Hickenlooper said he’s been a conservation advocate since he first took public office as Mayor of Denver in 2003.
“I tried to convince people by them using less water and keeping more water on the West Slope that they had a direct benefit — the better it is for people living in Denver and Colorado Springs and Fort Collins and Pueblo,” he said. “It’s not just skiing and white-water rafting. It’s farming and ranching and home values. A home on the Front Range (of Colorado) is worth more than Kansas City or Indianapolis.
He challenged students to bring “youthful exuberance, creativity, optimism and technology” into the picture to help address water supply and competing water rights interests for agriculture, drinking water, the environment and recreational activities.
“A lot of it is our own self-motivation or discipline (to conserve water). How do we make it joyful and give people a kick out of it? I think that’s where youth come in — young people always have a fresher way, a funnier way, a more interesting way of looking at almost everything,” he said.
Hickenlooper favors taking a cue from how other countries are testing new innovations to save water. Israel, for instance, he said, is using drip irrigation for almost all of its crops and is toying with using brackish water on certain crops.
“Conservation is the core of what we’re talking about. We need to make sure we don’t take any more water than is necessary from the West Slope,” he said.
In response to a student asking about preserving and replenishing underground water reserves, Hickenlooper said some cities, including Denver, are doing that.
“In Colorado, there’s great recognition that groundwater is precious. The key is to integrate the different water systems, with water providers talking to each other to do that,” he said.
Molly Mugglestone, project coordinator for Protect the Flows, a nonprofit organization dedicated to protecting the Colorado River, followed the Governor’s address. Her advocacy group already is working on most of the CC students’ recommendations for preserving the Colorado River, she said.
The organization represents a coalition of nearly 400 businesses that depend on the river for their livelihood, from rafting companies to ski areas to fly fishing shops to outdoor retailers. About 800,000 jobs rely on the river, Mugglestone said, representing a multi-billion dollar recreation industry.
The group will release an economic impact study in May, which will demonstrate the economic value of recreational activity supported by a healthy Colorado River, she said, and is advocating on federal and local levels for recreational needs to be considered in water management decisions.
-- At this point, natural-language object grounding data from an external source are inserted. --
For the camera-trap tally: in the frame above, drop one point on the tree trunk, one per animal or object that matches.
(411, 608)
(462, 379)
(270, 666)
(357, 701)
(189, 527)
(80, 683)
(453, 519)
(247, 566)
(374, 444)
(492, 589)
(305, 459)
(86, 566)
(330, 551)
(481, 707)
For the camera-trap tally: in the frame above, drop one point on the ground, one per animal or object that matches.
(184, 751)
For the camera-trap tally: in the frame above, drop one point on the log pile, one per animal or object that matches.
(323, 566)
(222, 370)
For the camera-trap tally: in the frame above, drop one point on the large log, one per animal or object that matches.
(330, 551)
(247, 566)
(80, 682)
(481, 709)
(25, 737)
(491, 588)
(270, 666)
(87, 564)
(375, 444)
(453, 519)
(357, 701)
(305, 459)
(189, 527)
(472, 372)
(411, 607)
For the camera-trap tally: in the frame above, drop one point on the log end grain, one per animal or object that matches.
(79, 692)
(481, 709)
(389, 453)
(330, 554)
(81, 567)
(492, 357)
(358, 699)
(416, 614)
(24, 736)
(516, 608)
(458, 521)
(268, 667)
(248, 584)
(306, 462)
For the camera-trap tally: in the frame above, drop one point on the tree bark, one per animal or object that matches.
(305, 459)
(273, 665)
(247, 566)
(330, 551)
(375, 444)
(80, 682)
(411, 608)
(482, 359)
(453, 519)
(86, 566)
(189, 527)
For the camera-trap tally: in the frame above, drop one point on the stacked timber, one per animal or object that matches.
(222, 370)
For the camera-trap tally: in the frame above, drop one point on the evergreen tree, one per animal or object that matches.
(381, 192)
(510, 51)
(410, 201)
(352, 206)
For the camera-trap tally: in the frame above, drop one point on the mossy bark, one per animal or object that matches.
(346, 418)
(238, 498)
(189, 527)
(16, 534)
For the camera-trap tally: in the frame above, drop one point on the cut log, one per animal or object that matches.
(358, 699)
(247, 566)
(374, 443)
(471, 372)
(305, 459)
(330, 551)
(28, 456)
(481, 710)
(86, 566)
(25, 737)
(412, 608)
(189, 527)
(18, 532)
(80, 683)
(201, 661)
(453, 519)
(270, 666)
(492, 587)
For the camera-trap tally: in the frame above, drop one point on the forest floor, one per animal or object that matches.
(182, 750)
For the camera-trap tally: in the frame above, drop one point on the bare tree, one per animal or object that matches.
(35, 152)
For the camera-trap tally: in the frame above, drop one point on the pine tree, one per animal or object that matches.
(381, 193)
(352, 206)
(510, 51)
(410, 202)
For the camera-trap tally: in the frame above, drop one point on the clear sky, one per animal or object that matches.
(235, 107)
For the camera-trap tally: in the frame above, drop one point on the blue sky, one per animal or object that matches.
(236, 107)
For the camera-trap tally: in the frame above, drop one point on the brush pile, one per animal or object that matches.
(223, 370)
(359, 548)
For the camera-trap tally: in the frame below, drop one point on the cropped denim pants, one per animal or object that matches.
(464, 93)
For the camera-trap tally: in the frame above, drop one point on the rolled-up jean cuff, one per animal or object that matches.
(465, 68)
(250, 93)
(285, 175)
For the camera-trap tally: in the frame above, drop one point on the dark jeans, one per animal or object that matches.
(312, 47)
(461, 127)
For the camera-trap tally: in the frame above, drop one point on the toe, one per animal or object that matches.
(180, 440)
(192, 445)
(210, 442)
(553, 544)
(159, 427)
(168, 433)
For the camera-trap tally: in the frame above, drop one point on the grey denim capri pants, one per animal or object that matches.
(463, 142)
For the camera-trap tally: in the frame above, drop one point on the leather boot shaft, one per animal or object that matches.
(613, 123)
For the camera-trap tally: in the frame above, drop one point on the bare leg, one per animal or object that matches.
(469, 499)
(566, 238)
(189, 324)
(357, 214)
The organization’s website is www.protectflows.com.
The entire Colorado College 2012 State of the Rockies Report Card on “The Colorado River Basin: Agenda for Use, Restoration and Sustainability for the Next Generation” can be viewed at http://www2.coloradocollege.edu/stateoftherockies.
Secretary of the Interior Ken Salazar, Director of U.S. Geological Survey Marcia McNutt speak at Rockies Conference on 4/9/2012
Protecting the environment and developing the economy can go hand-in-hand, U.S. Secretary of the Interior Ken Salazar told this year’s State of the Rockies Project Conference attendees in his keynote address April 9.
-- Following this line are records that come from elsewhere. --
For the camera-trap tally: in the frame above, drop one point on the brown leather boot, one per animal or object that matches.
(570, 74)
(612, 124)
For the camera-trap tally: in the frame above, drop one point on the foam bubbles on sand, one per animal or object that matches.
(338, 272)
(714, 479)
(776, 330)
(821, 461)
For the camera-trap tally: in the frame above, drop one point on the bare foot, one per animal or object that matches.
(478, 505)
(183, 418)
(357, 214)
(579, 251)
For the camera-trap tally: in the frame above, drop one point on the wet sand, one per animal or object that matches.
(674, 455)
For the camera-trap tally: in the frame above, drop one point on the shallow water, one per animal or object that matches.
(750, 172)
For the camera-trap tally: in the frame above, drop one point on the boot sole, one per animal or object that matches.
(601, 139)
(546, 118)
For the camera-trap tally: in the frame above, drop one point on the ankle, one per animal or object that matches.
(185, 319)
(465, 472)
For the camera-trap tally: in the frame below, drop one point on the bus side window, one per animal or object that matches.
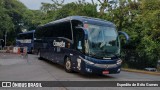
(79, 40)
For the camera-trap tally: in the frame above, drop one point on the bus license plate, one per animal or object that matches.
(105, 72)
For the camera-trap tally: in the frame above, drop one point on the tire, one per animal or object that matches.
(68, 65)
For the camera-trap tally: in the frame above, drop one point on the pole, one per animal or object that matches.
(5, 38)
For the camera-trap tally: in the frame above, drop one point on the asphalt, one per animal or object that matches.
(14, 67)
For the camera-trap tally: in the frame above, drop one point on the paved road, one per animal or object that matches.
(17, 68)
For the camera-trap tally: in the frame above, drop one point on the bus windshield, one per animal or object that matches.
(103, 41)
(25, 36)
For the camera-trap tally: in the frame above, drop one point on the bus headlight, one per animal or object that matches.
(119, 62)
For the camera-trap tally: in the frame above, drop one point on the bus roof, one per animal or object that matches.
(81, 19)
(27, 32)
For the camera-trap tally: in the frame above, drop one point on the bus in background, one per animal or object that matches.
(81, 44)
(26, 39)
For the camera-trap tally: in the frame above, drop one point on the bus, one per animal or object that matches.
(26, 39)
(81, 44)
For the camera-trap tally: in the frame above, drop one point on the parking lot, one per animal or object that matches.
(14, 67)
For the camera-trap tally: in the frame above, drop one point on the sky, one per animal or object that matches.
(36, 4)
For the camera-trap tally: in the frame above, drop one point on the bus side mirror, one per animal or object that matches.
(125, 34)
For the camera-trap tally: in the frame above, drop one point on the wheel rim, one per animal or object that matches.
(68, 65)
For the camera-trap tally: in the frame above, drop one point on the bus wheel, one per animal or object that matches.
(68, 65)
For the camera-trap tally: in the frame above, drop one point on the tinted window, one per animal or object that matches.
(56, 30)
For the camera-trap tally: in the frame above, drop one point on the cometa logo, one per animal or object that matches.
(59, 44)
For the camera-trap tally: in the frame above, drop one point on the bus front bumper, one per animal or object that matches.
(101, 69)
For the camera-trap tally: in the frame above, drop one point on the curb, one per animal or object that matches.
(141, 71)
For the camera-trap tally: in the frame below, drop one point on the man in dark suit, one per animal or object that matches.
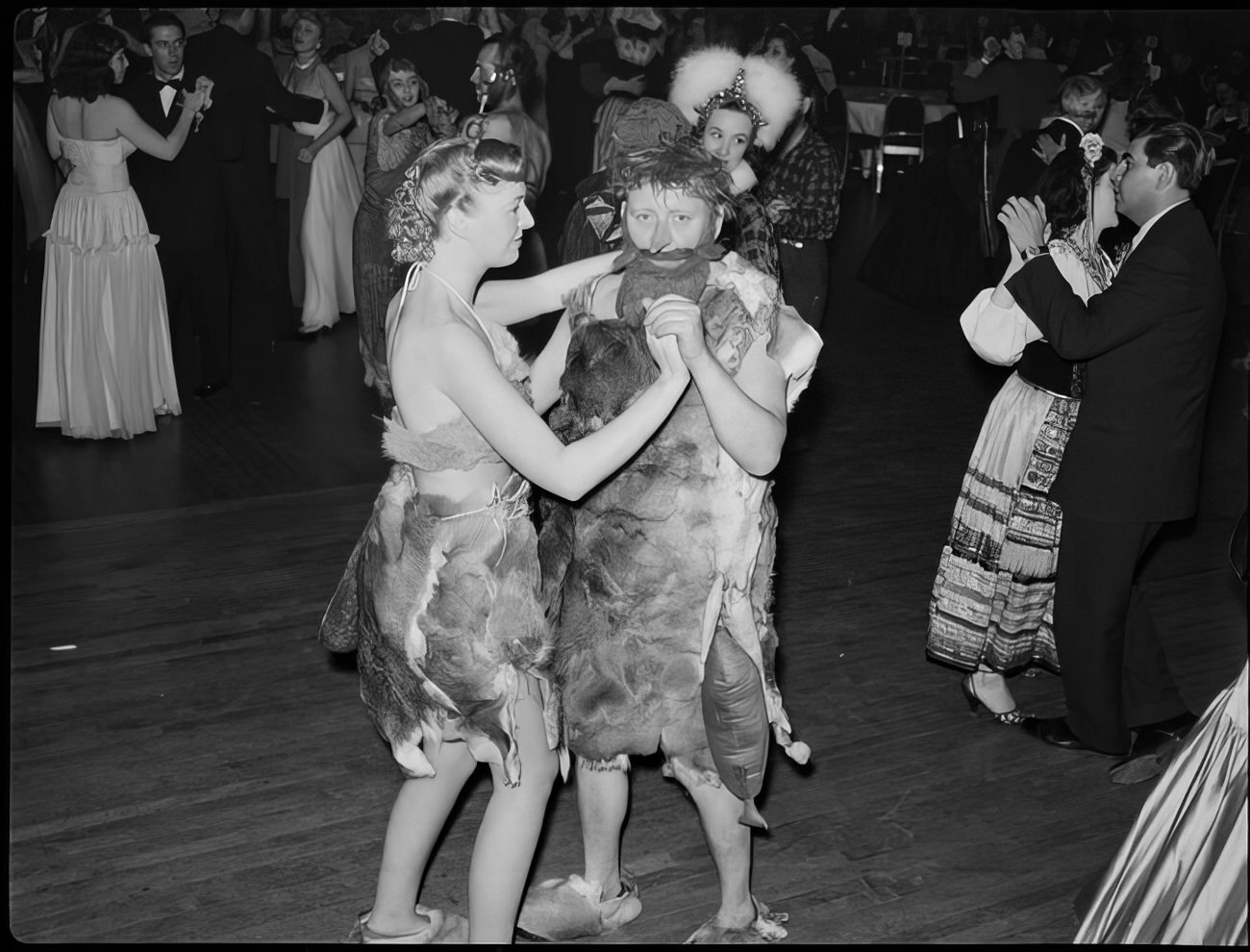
(184, 205)
(1132, 463)
(245, 92)
(1083, 103)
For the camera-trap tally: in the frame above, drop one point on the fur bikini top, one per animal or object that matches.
(457, 443)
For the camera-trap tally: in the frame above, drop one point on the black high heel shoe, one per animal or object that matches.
(1009, 717)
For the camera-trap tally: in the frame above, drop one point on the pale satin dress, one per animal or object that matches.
(105, 362)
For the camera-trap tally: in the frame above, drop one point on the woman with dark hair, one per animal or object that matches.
(105, 363)
(992, 600)
(408, 122)
(738, 104)
(440, 598)
(315, 171)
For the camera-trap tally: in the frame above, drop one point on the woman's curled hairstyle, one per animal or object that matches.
(84, 70)
(1065, 188)
(445, 175)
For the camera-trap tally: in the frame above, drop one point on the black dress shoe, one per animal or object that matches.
(209, 388)
(1149, 756)
(1057, 732)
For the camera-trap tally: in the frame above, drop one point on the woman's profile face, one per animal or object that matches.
(775, 50)
(117, 63)
(1105, 215)
(726, 137)
(305, 37)
(403, 88)
(499, 219)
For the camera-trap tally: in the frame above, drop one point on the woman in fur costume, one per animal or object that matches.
(440, 597)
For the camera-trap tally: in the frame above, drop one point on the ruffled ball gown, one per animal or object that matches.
(105, 362)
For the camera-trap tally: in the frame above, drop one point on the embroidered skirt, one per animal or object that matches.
(992, 598)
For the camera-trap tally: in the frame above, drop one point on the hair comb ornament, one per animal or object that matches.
(1091, 145)
(736, 95)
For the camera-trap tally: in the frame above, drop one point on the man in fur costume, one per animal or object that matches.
(659, 581)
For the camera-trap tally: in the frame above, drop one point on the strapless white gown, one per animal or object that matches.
(105, 363)
(325, 234)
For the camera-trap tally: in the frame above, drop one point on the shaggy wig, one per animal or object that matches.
(720, 78)
(682, 166)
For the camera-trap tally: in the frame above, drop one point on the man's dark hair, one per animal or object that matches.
(162, 17)
(1180, 145)
(84, 71)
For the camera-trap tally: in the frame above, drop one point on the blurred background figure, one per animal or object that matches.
(105, 363)
(316, 175)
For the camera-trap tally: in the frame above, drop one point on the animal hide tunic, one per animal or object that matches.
(678, 545)
(441, 606)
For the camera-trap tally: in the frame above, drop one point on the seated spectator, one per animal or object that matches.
(503, 82)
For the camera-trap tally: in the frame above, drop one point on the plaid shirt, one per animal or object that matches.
(807, 180)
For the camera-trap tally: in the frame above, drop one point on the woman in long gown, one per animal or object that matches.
(440, 597)
(105, 363)
(992, 600)
(396, 137)
(323, 185)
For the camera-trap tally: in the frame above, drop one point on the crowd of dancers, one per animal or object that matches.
(690, 281)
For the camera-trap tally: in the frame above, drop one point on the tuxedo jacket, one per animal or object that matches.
(445, 54)
(182, 197)
(245, 88)
(1021, 167)
(1150, 343)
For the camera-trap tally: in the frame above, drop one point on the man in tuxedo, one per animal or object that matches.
(245, 92)
(1132, 463)
(183, 203)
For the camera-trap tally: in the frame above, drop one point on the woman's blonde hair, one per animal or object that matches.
(446, 175)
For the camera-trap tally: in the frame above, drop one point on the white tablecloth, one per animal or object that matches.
(869, 117)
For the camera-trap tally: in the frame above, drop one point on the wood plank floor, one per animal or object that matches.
(196, 768)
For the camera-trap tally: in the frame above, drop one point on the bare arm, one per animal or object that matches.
(404, 117)
(338, 105)
(517, 300)
(457, 363)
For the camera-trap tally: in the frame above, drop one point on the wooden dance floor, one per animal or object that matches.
(188, 764)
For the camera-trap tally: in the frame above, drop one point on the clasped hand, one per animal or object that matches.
(674, 329)
(1025, 222)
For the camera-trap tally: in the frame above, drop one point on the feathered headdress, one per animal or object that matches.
(719, 76)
“When people say we have to choose, it’s a false choice. We can do both — we’re doing it here in Colorado,” he said. For example, “We know Colorado Springs and Denver will never grow together because hundreds of thousands of acres in Douglas County have been protected, and ranching life will be sustained,” Salazar said.
The annual conference is the culmination of the Colorado College State of the Rockies Project, a collaborative effort by faculty and students to examine issues affecting the environmental, social and economic health of the Rocky Mountain region. This year’s focus: “The Colorado River Basin – Agenda for Use, Restoration and Sustainability for the Next Generation.”
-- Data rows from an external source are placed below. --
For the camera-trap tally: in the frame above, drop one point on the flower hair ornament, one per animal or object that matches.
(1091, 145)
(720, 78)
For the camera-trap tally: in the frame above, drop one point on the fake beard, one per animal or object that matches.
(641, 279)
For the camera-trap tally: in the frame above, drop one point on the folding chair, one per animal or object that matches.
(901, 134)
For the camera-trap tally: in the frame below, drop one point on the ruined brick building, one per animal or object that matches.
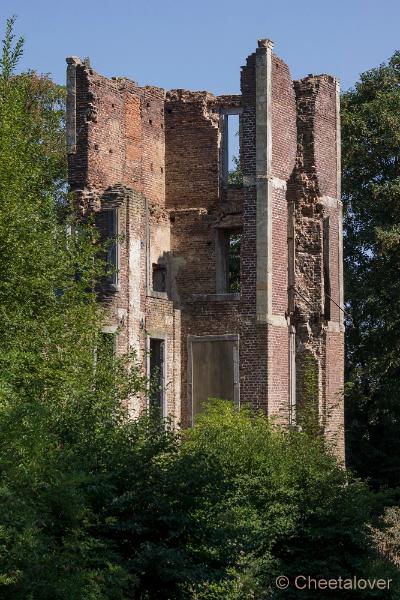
(229, 289)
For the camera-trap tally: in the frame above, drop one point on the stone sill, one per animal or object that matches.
(215, 298)
(159, 295)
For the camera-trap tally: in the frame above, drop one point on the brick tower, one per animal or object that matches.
(227, 284)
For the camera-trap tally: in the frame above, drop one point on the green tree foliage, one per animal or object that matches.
(58, 414)
(238, 502)
(371, 193)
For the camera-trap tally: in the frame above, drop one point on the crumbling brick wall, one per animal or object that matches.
(160, 157)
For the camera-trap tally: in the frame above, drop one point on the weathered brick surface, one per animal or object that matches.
(157, 156)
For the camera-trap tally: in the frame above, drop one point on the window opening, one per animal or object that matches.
(156, 375)
(159, 279)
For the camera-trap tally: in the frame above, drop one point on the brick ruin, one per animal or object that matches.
(154, 166)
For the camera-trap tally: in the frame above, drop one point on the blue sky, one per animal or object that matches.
(201, 45)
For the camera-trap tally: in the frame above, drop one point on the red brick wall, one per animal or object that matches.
(325, 136)
(283, 120)
(164, 147)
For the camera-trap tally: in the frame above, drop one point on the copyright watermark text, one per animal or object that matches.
(304, 582)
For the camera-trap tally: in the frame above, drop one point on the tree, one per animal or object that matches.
(239, 502)
(371, 194)
(59, 416)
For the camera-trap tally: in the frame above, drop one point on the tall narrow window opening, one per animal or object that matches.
(156, 375)
(112, 247)
(159, 282)
(326, 263)
(228, 260)
(230, 148)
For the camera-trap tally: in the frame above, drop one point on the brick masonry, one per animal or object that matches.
(157, 157)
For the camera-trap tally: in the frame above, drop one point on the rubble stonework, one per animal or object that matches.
(159, 159)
Students spent nine months studying the 1,400-mile river that extends across seven southwestern states, from Wyoming into Mexico. Their findings – that increasing demand and decreasing supply – will lead to severe water shortages in the future, and five action steps to take to prevent that from happening, were released at the conference’s opening day as well.
Salazar, who earned his undergraduate degree in political science from CC in 1977 before moving on to become a water and environmental law attorney, Colorado’s Attorney General and a U.S. Senator for Colorado, said he’s long touted a conservation agenda in conjunction with achieving economic goals.
“People would say, ‘Why are you concerned about conservation?’ I’d say, ‘It’s about the quality of life.’ And the conservation ethic we’ve been able to develop has given us great promise for economics in the future. It’s the same argument I’ve used in Washington, D.C.”
At the request of President Obama, Salazar is leading a “21st century conservation agenda” for the nation, known as America’s Great Outdoors initiative. It has three focuses. The first involves major restoration projects on 200 rivers, including the Colorado River. The creation of a National Water Trails System, which Salazar announced in February, is part of the improvements. The new network will increase access to water-based outdoor recreation, encourage community stewardship of local waterways and promote tourism.
Expanding urban parks and improving national landscapes through grassroots conservation are the other areas of concentration.
“When talking to the President, I describe it (the initiative) in ways I think accomplish both economic goals and a conservation agenda at the same time,” Salazar said, citing as an example preserving 1.1 million acres of tall grass prairies in Kansas to safeguard ranching as a livelihood, along with the native plants.
“It’s important that we protect our planet,” he said.
As a fifth generation Coloradan, Salazar said he’s familiar with the problems associated with the Colorado River.
“The Colorado River is already a water-short river — more water has been allocated than what that river has today, not only along southern states but with the treaty with Mexico,” he said, adding that a new allocation agreement with Mexico could be announced soon.
The river supplies about 25 million users with drinking water and irrigates 2.5 million acres of farmland, according to Marcia McNutt, director of the U.S. Geological Survey, who also addressed conference goers on Monday.
The river is ruled by decrees, rights, court decisions and laws referred to as the “Law of the River.” The keystone of these “commandments” is the 1922 Colorado River Compact, an interstate agreement for water allotments, which Salazar said was underestimated by 2 million acre feet the annual amount of water that could be extracted from the river.
“The Colorado River has been a highly litigated river over a long period of time. These compacts were put together not with the best knowledge or science. They missed the mark forecasting how much water would be available,” he said.
The river today is facing a future of a decreasing water supply due to climate change and other factors, and increasing demand for municipal, agricultural, industrial and recreational use.
In response to a question asked from the audience, Salazar said he doesn’t think the Compact will ever be opened up for negotiation: “The legacies that have been created over 89 years are so embedded in the Law of the River,” he said.
But that doesn’t mean the effort to resolve the water shortages, environmental needs, recreational opportunities, allocations to Mexico and the dry delta can’t be solved, he said.
“I’m optimistic no matter how hard these problems are, we can solve any one of these problems,” he said.
McNutt, the first female to head the U.S. Geological Survey in its 130-year history, said her mapping agency is working on mitigating the effects of dust, which decreases snowpack runoff. Eighty percent of the Colorado River’s water comes from snowpack.
“With just 5 percent less annual runoff, that’s two times Las Vegas’ annual allocation of water, 18 months of Los Angeles’ use and one-half of Mexico’s allocation,” she said.
Revising grazing policies, protecting native grasses, installing environmentally friendly fencing and digging trenches are other possibilities to help the problem, McNutt said.